En termes d’unité d’intrant par unité d’extrant, il nécessite également beaucoup moins d’engrais, de pesticides ou de carburant par unité produite que le colza et le soja. Enfin, ses principaux producteurs (Asie du sud-est, Amérique du Sud et Afrique) sont aussi ceux qui ont les coûts de production les plus faibles pour les cultures oléagineuses comestibles.
L’idée selon laquelle la taxation de l’huile de palme sera bonne pour la santé et permettra d’un côté de limiter les problèmes de santé et de l’autre de les financer, est en fait loin d’être évidente.

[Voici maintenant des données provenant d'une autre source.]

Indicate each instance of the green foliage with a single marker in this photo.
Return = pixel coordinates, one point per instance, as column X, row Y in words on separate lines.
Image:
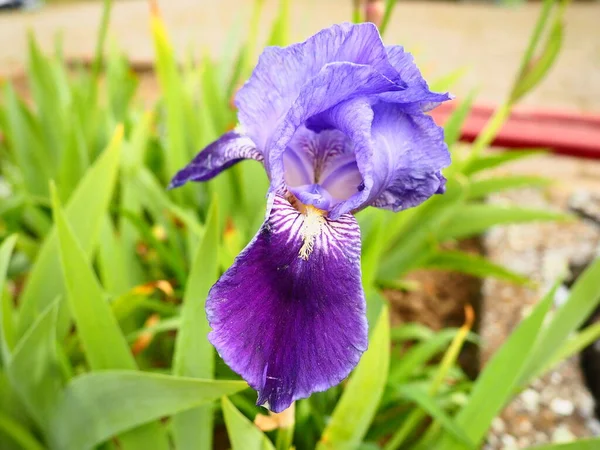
column 243, row 434
column 102, row 324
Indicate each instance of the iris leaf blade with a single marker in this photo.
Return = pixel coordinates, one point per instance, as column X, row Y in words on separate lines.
column 34, row 371
column 585, row 296
column 356, row 408
column 6, row 329
column 194, row 355
column 96, row 406
column 104, row 345
column 85, row 211
column 243, row 434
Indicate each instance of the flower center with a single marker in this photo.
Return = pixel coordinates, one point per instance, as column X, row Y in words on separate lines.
column 311, row 227
column 320, row 168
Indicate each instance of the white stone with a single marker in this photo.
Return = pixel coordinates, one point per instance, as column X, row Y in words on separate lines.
column 562, row 434
column 531, row 400
column 562, row 407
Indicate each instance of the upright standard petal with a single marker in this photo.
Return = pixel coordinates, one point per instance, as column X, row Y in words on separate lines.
column 281, row 73
column 226, row 151
column 337, row 84
column 410, row 153
column 289, row 315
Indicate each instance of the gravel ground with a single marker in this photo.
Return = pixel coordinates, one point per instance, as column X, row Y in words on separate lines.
column 558, row 407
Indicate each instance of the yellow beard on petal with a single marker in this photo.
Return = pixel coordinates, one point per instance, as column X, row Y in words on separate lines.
column 314, row 219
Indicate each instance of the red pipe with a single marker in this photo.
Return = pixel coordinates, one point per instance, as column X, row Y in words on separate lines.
column 559, row 131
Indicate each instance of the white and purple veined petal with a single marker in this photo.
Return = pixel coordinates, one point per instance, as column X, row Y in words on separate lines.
column 289, row 314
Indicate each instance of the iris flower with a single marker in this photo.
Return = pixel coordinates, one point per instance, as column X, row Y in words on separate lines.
column 339, row 123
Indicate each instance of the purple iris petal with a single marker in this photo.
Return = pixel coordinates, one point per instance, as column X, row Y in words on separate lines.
column 289, row 315
column 410, row 154
column 226, row 151
column 320, row 168
column 417, row 95
column 281, row 73
column 339, row 124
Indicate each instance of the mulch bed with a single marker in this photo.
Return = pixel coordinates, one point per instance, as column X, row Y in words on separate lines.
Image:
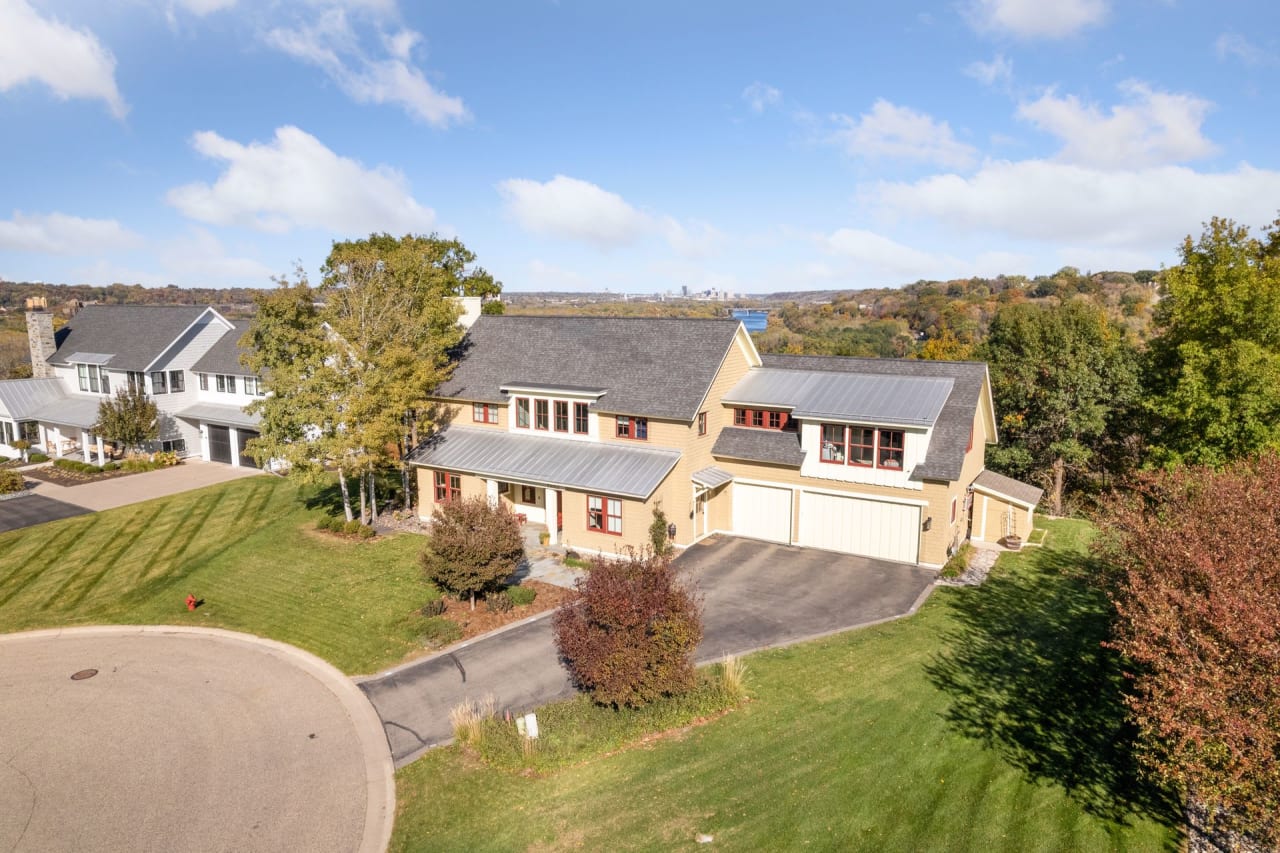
column 481, row 621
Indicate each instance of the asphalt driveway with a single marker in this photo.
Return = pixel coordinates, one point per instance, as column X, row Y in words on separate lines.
column 35, row 509
column 755, row 596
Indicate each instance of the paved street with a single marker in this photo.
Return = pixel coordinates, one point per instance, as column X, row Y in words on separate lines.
column 755, row 596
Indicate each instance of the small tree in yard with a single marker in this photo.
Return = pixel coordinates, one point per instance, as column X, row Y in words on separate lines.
column 1196, row 587
column 131, row 418
column 474, row 547
column 630, row 635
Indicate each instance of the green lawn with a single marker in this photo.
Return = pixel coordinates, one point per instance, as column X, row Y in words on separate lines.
column 246, row 548
column 988, row 721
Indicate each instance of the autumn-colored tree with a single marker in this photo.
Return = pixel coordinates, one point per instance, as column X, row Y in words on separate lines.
column 1196, row 584
column 474, row 547
column 630, row 635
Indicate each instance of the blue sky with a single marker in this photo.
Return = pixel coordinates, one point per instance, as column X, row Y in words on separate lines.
column 643, row 146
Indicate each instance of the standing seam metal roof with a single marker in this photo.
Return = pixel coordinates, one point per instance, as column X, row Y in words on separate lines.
column 625, row 471
column 652, row 366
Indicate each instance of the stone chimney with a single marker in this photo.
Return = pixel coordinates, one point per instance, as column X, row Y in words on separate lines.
column 40, row 340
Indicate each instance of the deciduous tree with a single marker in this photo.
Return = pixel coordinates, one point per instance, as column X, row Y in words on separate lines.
column 1196, row 585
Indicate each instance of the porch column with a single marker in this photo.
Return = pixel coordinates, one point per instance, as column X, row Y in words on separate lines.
column 552, row 512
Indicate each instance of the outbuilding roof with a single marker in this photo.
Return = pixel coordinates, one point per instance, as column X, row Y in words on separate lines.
column 952, row 427
column 124, row 337
column 608, row 469
column 872, row 398
column 650, row 366
column 1008, row 487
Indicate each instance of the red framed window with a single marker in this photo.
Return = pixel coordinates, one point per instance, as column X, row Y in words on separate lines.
column 890, row 454
column 862, row 446
column 448, row 487
column 833, row 443
column 604, row 515
column 636, row 428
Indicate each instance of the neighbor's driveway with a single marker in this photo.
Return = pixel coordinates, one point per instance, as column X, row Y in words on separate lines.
column 755, row 594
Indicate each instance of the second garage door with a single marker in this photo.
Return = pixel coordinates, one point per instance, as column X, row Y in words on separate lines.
column 862, row 527
column 762, row 512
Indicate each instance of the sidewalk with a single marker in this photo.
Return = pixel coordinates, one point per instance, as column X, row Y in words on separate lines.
column 122, row 491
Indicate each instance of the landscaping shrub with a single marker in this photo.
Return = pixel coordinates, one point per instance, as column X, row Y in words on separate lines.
column 630, row 635
column 474, row 547
column 521, row 596
column 10, row 480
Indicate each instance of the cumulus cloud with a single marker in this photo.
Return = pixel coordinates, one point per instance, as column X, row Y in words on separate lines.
column 760, row 96
column 899, row 132
column 332, row 44
column 1060, row 203
column 296, row 182
column 1152, row 128
column 72, row 63
column 1036, row 18
column 58, row 233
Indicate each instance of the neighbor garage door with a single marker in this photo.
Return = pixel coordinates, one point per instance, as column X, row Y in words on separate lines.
column 219, row 443
column 762, row 512
column 862, row 527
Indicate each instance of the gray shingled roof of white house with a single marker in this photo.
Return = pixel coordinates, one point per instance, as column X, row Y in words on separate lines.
column 590, row 466
column 650, row 366
column 874, row 398
column 1009, row 487
column 21, row 398
column 777, row 446
column 133, row 336
column 954, row 424
column 225, row 352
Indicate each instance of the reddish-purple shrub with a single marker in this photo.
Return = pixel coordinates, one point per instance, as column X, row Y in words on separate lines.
column 630, row 635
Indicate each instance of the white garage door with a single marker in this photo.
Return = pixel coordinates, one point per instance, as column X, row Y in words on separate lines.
column 762, row 512
column 856, row 525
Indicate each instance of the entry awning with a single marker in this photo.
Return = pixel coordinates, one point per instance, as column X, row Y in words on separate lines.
column 222, row 415
column 712, row 477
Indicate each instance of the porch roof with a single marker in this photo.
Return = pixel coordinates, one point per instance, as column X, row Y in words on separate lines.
column 560, row 463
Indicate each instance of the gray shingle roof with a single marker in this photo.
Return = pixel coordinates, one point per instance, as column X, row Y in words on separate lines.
column 908, row 401
column 132, row 334
column 781, row 447
column 225, row 352
column 19, row 398
column 951, row 429
column 652, row 366
column 1009, row 487
column 608, row 469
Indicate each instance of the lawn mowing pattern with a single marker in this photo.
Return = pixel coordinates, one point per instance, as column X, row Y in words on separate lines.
column 245, row 547
column 851, row 743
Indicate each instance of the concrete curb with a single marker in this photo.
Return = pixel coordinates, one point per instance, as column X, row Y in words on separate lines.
column 379, row 770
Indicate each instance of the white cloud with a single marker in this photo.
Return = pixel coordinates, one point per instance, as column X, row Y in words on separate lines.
column 1036, row 18
column 1152, row 128
column 296, row 182
column 334, row 46
column 62, row 235
column 1064, row 204
column 899, row 132
column 760, row 96
column 1232, row 45
column 997, row 72
column 72, row 63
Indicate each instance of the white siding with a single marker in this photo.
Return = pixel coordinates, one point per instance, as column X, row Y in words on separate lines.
column 762, row 512
column 860, row 525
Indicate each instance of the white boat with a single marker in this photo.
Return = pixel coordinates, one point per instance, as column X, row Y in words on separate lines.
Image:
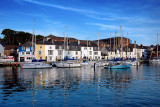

Car l’huile de palme a des vertus par rapport aux autres huiles végétales qui présentent elles aussi – quand elles sont consommées sans modération – des inconvénients. Et il n’est pas sûr que cela pourra se traduire par des rentrées fiscales plus élevées si par un jeu de vases communicants, les consommateurs consomment in fine moins d’huile de palme, s’appauvrissent et paient moins de taxes. Le jeu politique actuel qui consiste à taxer à tout va en fonction des opinions du moment devient dangereux.
Cécile Philippe est directrice générale de l’Institut économique Molinari.